已經被列為“奸佞”的江揚和彭耀頭並頭地看一份剛剛拿到的絕密地圖,誰都沒搭理蘇朝宇,弄得向來被“攀比”討好的藍頭髮冠軍小小失落了一下。不過他當然非常清楚如今的情勢,因此並沒有抱怨,反倒主動湊了過去,給江揚續滿養胃茶,給彭耀開了瓶可樂,然後安靜地撐在旁邊跟他們一起看。

彭耀到底年輕,沒有江揚那般沈得住氣,粗暴地在地圖上圈圈畫畫幾次之後,便一屁股坐回位子上,悵然一嘆:“操,真他媽不好辦。”

江揚也笑了,坐回靠背椅裡面,抿著滾燙的養胃茶點了點頭:“蘇朝宇過來接應的時候,帶來了飛豹、狼牙留守基地的全部精銳,這一兩天,任上校的飛航大隊和凌寒的邊境警衛師也已集結完畢,我準備再調一個軍從南線接應。”

彭耀冷笑:“那也是實力懸殊,沒得打。”

首都軍區原本分為兩部分,其中八成以上的兵力隸屬於楊霆遠一級上將的集團軍,而另外兩成則在彭燕戎麾下。在之前零計劃洩密案中,彭家遭到了毀滅性的打擊,彭燕戎失去一切,被軟禁在郊外別墅,而彭家軍團被裁撤、拆改,分部併入首都軍區的楊上將麾下,以及江揚所在的西北軍區。首都軍區是彭耀軍旅生涯的“故鄉”,他比江揚更清楚整個軍區的實力水準,面對至少七個正規軍及被其挾持為人質的八百萬普通民眾,這場戰爭幾乎是一定贏不了。

江揚之前已經用保密通訊與羊皮袋子裡提及的另外一些人聯絡過,因而拿到了屬於絕密的整個首都地區兵力配置、地理狀況等詳圖,但是目前為止,依舊沒有能夠阻止內戰、和平解決整個事件的有效方案。他瞥見蘇朝宇徵詢的目光,於是苦笑著點了點頭:“是,彭帥基本命中了問題的實質。
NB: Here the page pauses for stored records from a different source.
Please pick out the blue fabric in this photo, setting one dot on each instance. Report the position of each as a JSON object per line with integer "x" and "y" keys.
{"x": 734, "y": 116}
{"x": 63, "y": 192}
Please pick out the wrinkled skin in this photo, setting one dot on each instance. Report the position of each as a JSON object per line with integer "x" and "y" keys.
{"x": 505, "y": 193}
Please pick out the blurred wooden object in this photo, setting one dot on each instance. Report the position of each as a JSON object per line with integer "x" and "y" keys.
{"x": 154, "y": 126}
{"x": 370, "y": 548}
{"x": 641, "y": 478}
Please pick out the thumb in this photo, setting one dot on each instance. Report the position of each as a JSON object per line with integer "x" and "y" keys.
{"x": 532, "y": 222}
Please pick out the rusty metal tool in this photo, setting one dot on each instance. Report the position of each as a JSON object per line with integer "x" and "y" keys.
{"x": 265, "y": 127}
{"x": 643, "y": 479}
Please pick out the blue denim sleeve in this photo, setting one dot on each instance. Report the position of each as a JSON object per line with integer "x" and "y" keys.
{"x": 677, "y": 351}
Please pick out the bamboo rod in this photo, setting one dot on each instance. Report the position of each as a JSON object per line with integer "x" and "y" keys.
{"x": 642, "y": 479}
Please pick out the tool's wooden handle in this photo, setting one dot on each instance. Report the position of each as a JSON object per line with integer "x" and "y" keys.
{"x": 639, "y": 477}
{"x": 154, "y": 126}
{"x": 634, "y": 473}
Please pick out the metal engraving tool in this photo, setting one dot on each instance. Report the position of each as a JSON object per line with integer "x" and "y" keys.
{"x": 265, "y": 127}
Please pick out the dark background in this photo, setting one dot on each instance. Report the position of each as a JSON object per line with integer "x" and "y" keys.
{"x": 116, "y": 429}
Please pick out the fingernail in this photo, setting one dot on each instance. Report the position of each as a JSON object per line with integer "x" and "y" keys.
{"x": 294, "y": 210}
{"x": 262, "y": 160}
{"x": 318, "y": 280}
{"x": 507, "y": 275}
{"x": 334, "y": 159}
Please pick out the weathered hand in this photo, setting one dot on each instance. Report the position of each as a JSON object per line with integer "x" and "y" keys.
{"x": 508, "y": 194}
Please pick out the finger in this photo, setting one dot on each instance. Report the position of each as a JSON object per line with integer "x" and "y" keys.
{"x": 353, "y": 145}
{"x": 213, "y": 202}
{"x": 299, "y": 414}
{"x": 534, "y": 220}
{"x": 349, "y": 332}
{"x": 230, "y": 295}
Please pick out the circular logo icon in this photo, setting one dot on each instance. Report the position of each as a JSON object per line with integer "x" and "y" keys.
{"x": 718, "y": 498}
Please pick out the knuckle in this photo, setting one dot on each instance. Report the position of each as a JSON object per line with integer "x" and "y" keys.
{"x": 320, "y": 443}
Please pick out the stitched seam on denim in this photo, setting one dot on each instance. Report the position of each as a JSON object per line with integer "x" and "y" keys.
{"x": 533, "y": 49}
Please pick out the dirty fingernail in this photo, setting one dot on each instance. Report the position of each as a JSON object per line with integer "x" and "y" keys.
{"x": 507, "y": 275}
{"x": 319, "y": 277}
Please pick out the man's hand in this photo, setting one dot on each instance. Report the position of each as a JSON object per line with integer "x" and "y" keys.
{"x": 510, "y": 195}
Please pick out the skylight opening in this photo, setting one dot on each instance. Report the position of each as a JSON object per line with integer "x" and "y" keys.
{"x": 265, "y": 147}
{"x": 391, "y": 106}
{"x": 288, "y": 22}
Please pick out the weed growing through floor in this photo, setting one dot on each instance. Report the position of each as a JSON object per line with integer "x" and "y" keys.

不考慮其他軍區立場的話,我可以調動整個基地的力量,在楊上將的協助下與被卓家控制的首都軍區火併,結果不好預測,但是整個雁京城一定會化為修羅地獄,無法控制會有多少人死於這場戰爭。或者,我們可以擁兵請降,與卓家達成相對比較有利的和平協議,從此讓整個國家任其宰割。”

蘇朝宇對這兩個選項都嗤之以鼻:“都是臭棋!何況這又不是高考物理題,‘假設小車執行在絕對光滑的平面上’之類的,各軍區會如何應對,你們倆心裡肯定明鏡兒似的。”他說著又戳了戳彭耀:“雪倫山小英雄也沒轍了?”

“那些都是偶然,老神仙幫忙。”彭耀不耐煩地灌了一大口可樂,視線又投到了那張絕密地圖上:“我剛剛去找過你丈母孃了,她在當首相以前,曾經做過兩任的雁京大區最高行政長官,對於整個市區的規劃建設都瞭如指掌。無論燃油、電力或者應急設施,這座城池的設計經過百年最佳化,幾乎無懈可擊,想要攻陷,沒有捷徑可以走。如果同時考慮城內平民的生命財產,那麼就算是全程開外掛開金手指,也絕對沒戲。”

蘇朝宇陷入沈思。內心光明、永遠坦坦蕩蕩的他是一直是個徹底的行動派,對於“乏味”的陰謀策劃沒有興趣也沒有耐心,他理解江揚的糾結和彭耀的無可奈何,可仍然有強烈的衝動要吼上一嗓子:“既然左右為難既然已無勝算,那就拼了唄。突襲、奇襲、空中打擊重點目標、特種兵突進‘斬首’,到最後,巷戰或者白刃戰,跟那幫孫子拼了!”他沒有說出口,可是江揚都明白。他寵溺地望著充滿行動力和鬥志、卻又十分孩子氣的愛人,有種摻雜著羨慕的幸福感油然而生。對面的狼崽子敏銳地察覺到空氣裡的愛意和甜蜜,忍不住酸溜溜地“呸”了一聲。

用通俗的話來說,月寧遠現在正在“被嫉妒衝昏頭腦”的邊緣──因為她清清楚楚地知道,就在隔著幾道宮門的配殿裡,她一直當做工具、從未有過一絲一毫尊敬的安吉娜正在與宮廷的演禮師演練登基加冕時所需的各種禮節。她恨得牙癢,嫉妒得發狂:那個婊子,怎麼能作女皇,怎麼能夠享受她的父親、她的哥哥、甚至她本人的跪拜?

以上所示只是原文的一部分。